Prepare for Deprecation

ExecutionContext.prepare has been deprecated without replacement (at this time)—it was ill-specced and it was too easy to forget to call it, or even know when to call it, or call it more times than needed.

(If you have ideas for how to propagate context across asynchronous boundaries, or want to participate in coming up with a replacement, I’d like to hear from you! :smile:)

Missing BlockContext.defaultBlockContext

I’d like to think that scala.concurrent.BlockContext is well-known, but I know for a fact that it isn’t. BlockContext is the mechanics which allows to hook in blocking {}-blocks into the ExecutionContext which executes the code, and allows it to take actions to prevent deadlocking or starvation.

With ForkJoinPool-based ExecutionContexts it would for instance hook into the ManagedBlocker functionality, which spawns additional threads to take care of existing work to prevent stalls and unbounded starvation.

If no BlockContext is installed, a default one is used, and previously it was impossible to get to that instance from outside of the Scala Standard Library, and so BlockContext.defaultBlockContext has been added.

This is almost exclusively needed if you write your own ExecutionContext implementation, or you want to override the behavior of the currently installed BlockContext to use the default behavior, as in:

BlockContext.withBlockContext(BlockContext.defaultBlockContext) {
  someMethodWhichUsesBlocking() // Will use the default BlockContext
}

//vs.

someMethodWhichUsesBlocking() // Will use the currently installed BlockContext

//For reference
def someMethodWhichUsesBlocking(): Unit = blocking {
  println("foo")
}

Perhaps not the «coolest» of features, but when you need it, it is now available!

Hardening ExecutionContext.global

A common issue with ExecutionContext(.Implicits).global when used with blocking{} was that the number of extra threads was virtually unbounded, and this in combination with the potential of having nested blocking{}-calls triggering the spawning of multiple additional ForkJoinWorkerThreads meant that things could go horribly wrong—think OutOfMemoryError-wrong.

For that reason 3 things have been put in place:

  1. ExecutionContext(.Implicits).global now has a property to control the maximum number of threads concurrently existing as a result of managed blocking.
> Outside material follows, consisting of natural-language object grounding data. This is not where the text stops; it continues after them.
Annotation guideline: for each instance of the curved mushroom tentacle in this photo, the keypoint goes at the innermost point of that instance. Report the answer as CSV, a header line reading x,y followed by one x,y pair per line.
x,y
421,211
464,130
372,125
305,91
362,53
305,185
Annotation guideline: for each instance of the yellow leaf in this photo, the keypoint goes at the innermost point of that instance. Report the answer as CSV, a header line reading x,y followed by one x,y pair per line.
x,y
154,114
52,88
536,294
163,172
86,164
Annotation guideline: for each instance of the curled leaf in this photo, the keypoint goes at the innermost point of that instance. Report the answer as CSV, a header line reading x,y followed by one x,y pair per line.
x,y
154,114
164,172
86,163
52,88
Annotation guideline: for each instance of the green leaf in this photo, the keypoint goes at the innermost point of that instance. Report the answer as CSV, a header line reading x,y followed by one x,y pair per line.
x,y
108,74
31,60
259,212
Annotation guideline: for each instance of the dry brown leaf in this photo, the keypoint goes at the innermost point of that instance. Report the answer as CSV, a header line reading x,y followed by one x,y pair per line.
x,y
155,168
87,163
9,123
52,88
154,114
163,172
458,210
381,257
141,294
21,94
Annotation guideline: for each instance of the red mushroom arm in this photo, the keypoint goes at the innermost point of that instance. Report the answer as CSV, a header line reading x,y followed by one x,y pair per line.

The default is set to 256 Threads but can be changed by configuring the following System Property: scala.concurrent.context.maxExtraThreads This means that global will have at most scala.concurrent.context.maxThreads + scala.concurrent.context.maxExtraThreads concurrent Threads.
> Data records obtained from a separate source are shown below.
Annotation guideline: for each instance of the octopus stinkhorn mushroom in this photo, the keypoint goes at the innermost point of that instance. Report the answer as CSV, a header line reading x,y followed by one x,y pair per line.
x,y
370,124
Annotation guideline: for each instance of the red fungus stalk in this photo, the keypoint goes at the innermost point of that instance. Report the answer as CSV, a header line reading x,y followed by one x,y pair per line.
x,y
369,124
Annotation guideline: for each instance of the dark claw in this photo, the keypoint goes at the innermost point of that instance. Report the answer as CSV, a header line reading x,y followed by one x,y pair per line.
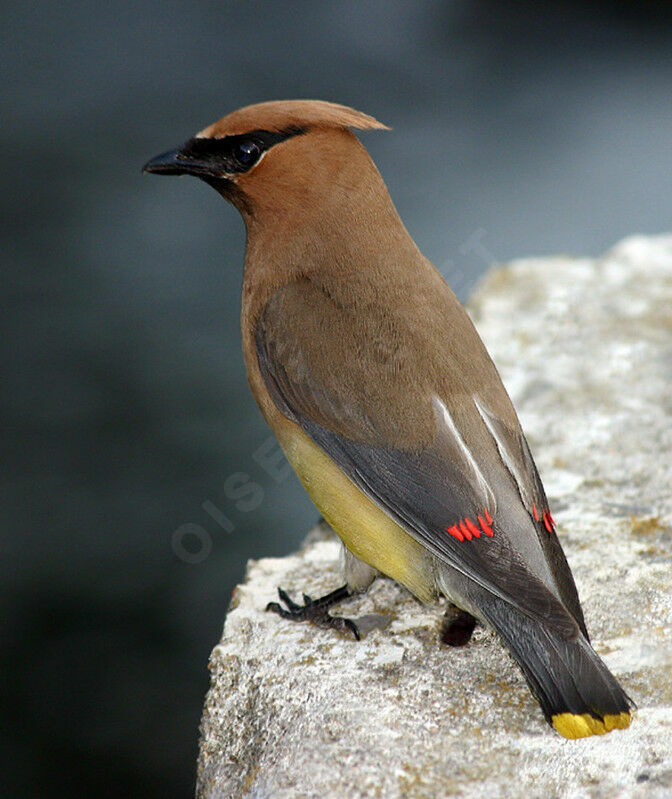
x,y
315,610
457,627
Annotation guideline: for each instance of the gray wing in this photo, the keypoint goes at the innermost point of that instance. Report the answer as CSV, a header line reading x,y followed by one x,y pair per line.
x,y
437,492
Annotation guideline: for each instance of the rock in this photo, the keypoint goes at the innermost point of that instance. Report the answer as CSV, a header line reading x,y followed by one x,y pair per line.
x,y
585,349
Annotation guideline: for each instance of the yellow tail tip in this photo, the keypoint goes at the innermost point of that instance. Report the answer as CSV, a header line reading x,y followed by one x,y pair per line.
x,y
571,725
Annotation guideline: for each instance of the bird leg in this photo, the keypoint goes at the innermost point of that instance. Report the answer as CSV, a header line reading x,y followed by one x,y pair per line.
x,y
457,626
316,610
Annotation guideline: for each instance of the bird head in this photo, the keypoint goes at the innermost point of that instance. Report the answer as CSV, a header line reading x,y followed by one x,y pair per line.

  2. We fixed so that nested blocking{}-blocks would not trigger subsequent extra thread creation.

  3. Thanks to Jessica Kerr we also improved the thread names for global. New format is: scala-execution-context-global-${Thread.getId}

Bonus: Refactors

I apologize in advance if this is «boring», but I feel like it is an important thing! Having transform and transformWith in Future (at last!). It meant that I was able to encode most other combinators directly on top of them.
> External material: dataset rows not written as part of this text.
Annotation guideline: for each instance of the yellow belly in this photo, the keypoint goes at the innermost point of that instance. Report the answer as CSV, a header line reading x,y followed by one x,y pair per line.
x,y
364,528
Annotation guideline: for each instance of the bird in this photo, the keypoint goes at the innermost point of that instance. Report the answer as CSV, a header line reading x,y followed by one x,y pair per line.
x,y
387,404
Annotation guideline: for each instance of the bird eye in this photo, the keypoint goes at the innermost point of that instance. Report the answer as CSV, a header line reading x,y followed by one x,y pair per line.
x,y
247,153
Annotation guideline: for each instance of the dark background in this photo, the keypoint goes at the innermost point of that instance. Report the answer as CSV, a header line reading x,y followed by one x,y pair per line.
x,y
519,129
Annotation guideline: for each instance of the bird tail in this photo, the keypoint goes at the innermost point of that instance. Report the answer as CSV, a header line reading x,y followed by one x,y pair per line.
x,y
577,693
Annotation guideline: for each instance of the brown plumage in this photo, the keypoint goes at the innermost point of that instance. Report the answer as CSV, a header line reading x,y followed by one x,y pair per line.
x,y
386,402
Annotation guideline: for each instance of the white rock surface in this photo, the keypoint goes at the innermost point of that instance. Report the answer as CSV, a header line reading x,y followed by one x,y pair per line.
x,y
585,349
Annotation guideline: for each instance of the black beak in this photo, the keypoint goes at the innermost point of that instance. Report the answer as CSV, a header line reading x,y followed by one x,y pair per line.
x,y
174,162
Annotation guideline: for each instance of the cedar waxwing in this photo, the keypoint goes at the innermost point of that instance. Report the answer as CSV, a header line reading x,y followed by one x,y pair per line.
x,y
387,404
That means that the scala.concurrent.Future trait does not create any Promise directly, which means that the implementor of Future is in full control over which implementation of Promise will be used.

Bonus: Self Control

Nobody would try to complete a Promise with its own Future, right? Right?! :disappointed:

Soooo, self-checks were added in completeWith and tryCompleteWith to guard against cycles like:

val p = Promise[Foo]
p.completeWith(p.future) // OHNOES
//or
p.tryCompleteWith(p.future) // OOOOPS

So, now doing that is a no-op rather than waiting for a miracle to happen.